For about two miles we were all hurting like hell. I hung fire, but I wasn’t sure that my chance would come. Suddenly though, my legs stopped feeling sore: it was as if I’d only just got on the bike. At moments like that, I never panicked. I just waited, calmly. The speed was still high, so high that when we got to the place where the road got slightly steeper, and where I had decided beforehand that I would attack, I began to wonder whether I would be able to make my move. The window of opportunity was small, perhaps 150m of tarmac. But because this is the hardest part of the Poggio, Theunisse, who had been setting the pace, gradually began to weaken a little. It probably wouldn’t have been obvious to television viewers, but it was more than enough for me.
I didn’t think twice. I went through the little gap that had opened in front of me between the Dutchman and the wall by the roadside, and I stood on the pedals, putting in all the weight of all my time on the bike and the anger I felt at all the sacrifices I’d made in the last few years. I had been waiting impatiently for this one instant and I felt that this was a big, big attack. Kelly was on my wheel and kept his side of our bargain by letting a gap open. I was using 53x15, a colossal gear, and I was convinced I had left everyone gasping; to my surprise, however, I caught sight of Maurizio Fondriest, a mere youngster, just behind me.
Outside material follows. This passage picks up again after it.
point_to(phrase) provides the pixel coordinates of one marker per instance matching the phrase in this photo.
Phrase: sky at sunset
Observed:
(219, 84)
I had no idea how he had managed to get across to me. But he didn’t worry me for a second. I knew I could beat him. He had no chance. So on the descent I used a cunning old man’s trick; I swung wide out on the bends, pretending to be a poor descender. The idea was to let him come past so that he would make the pace on the straights. He fell for it like an amateur. On the television, the commentators didn’t have any idea what was going on: I was totally in charge and deliberately saving my strength and they said I was ‘struggling’. Idiots.
That year, the finish was 1km from the foot of the descent. One of us was going to win. In terms of natural ability, as the rest of his career would show, Fondriest was quicker than me in a sprint. But he was only young, and with almost 300km in my legs I knew exactly what I was capable of: in a one-to-one sprint I was almost unbeatable. Just like Hinault did at the finish of Paris–Roubaix in 1981, I kicked off the sprint a good distance from the finish. We were side by side until 100m out, and then he suddenly cracked. I was 20m in front by the time I hit the line.
My God. I’d done it. I don’t remember anything about it, but those who were there said I screamed with joy. It was a yell that came from back down the years. A sound that was almost ‘primeval’, said some. Gallopin had been right, right to convince me I could do it and right to go through with it. When you think that victory in San Remo always eluded a world champion and Classics specialist of the time like Moreno Argentin, it’s incredible to think I had managed it.